Hartman and Finn, together with Gardiner, were part of a panel discussion on ‘Growing girls’ leadership: Addressing the Underrepresentation of Diverse Girls in STEM and Sport’ at the Fourth Annual Women and Leadership Conference, which took place in California, and was hosted by the International Leadership Association.
As part of their presentation, Finn reflected on her sporting experiences as a youth and as a varsity basketball player at university. She said masculine features were considered important leadership qualities, such as being physically dominant as well as strong and not showing emotion.
“I never really noticed it until we started talking about these programs and how our own individual identities were shaped by these characteristics,” said Finn. “It wasn’t all positive.”
Hartman said the same is true for STEM – masculine leadership qualities dominate the field, which have resulted in limited opportunities for women.
“We know women are excluded from STEM spaces across the board whether its university program enrolment as well as professional careers. We see that disparity with CEOs and high-level researchers,” said Hartman.
On the other hand, Hartman and Finn argue for women to succeed in leadership positions, a feminized perspective – collaboration, critical thinking and community building – must be included as part of the definition of strong leadership.
“When we think about leadership like that, in a way that’s inclusive, and really for girls – girls can have really amazing experiences,” said Hartman.
They also believe the intersectional parts of girls’ identity, such as gender, race, class, ethnicity, background and ability, have to be taken into account when developing leaders because these traits also affect leadership.
“They make an impact in how we experience the world and how we experience sport and STEM,” said Hartman.

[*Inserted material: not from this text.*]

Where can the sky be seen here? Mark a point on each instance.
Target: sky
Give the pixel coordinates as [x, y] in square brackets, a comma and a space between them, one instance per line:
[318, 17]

Their supervisor, Professor Rita Gardiner, said there isn’t anything wrong with women’s leadership. It doesn’t need to be fixed so they can lead like men. She added the ideal leader doesn’t exist. Rather, organizations need to think of leadership in a collective way.
“It’s about expanding our whole way of thinking about leadership programming and thinking about how we develop diverse leaders,” said Gardiner. “It’s recognizing leaders exist in many different forms.”